During the first year of the pandemic, I had the opportunity to adopt an older cat, Gomez, when his family became ill. On our first meet and greet, he motioned to a bag of treats on the table, letting me know who would call the shots. Taking him home that first evening, I immediately knew this seventeen-pound ball of fur would be my best friend for the coming months. He knew nothing about my quirks and imperfections, yet loved me just for being a human who feeds him. He joined my guinea pig, Buckwheat, who had lost his two pig brothers the year before. The two became inseparable, with Gomez often giving up my king-sized pillowtop bed to sleep next to Buckwheat’s cage.

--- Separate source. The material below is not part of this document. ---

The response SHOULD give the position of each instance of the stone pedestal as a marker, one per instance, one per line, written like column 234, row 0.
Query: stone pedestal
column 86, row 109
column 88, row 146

Like many who lived alone for much of the pandemic, my pets became a huge sense of support. They never judged me when I wanted to have yet another hot bath at the end of a long day, never reminded me that I already had a bedtime snack (or three), and always reminded me that 5am is the best time to wake up the household for feeding time. They kept me in line.

When I moved my practice online due to rising cases, it was difficult to “turn off” my work brain at the end of the day. It was usually Gomez who would remind me that it was time to stop. After some time living together, I noticed that my anxiety had decreased. I had motivation for creating a schedule, even if just for feeding and taking care of my animals, and this was beneficial for my own mental health. The mere presence of another living thing in my home was comforting.

Could it be that the presence of a furry friend can help ease the pain of loneliness that would otherwise exacerbate any mental health symptoms? Another study done this year found evidence for this, concluding that pet ownership brought with it many benefits, including increased motivation, “reduced anxiety symptoms and panic attacks; increased social connections and reduced loneliness”, (Hawkins et al. 2021).

Sadly, Gomez lost his fur-brother, Buckwheat, last fall, but he has taken the position of only child with passion and pride. He has continued to keep us on schedule for mealtimes, and never fails to remind us of the importance of napping in the sunlight. Animals are much better at keeping a healthy balance than us humans, and we can learn a lot from letting them into our world.


Many thanks to Psychology Today and Author Kaytee Gillis, LCSW-BACS, a psychotherapist and author of Invisible Bruises:  How a Better Understanding of the Patterns of Domestic Violence Can Help Survivors Navigate the Legal System.


Roxanne D. Hawkins, Emma L. Hawkins & Liesbeth Tip (2021) “I Can’t Give Up When I Have Them to Care for”: People’s Experiences of Pets and Their Mental Health, Anthrozoös, 34:4, 543-562, DOI: 10.1080/08927936.2021.1914434. Accessed 12/26/2021.

Martin F, Bachert KE, Snow L, Tu H-W, Belahbib J, Lyn SA (2021) Depression, anxiety, and happiness in dog owners and potential dog owners during the COVID-19 pandemic in the United States. PLoS ONE 16(12): e0260676. Accessed 12/26/2021.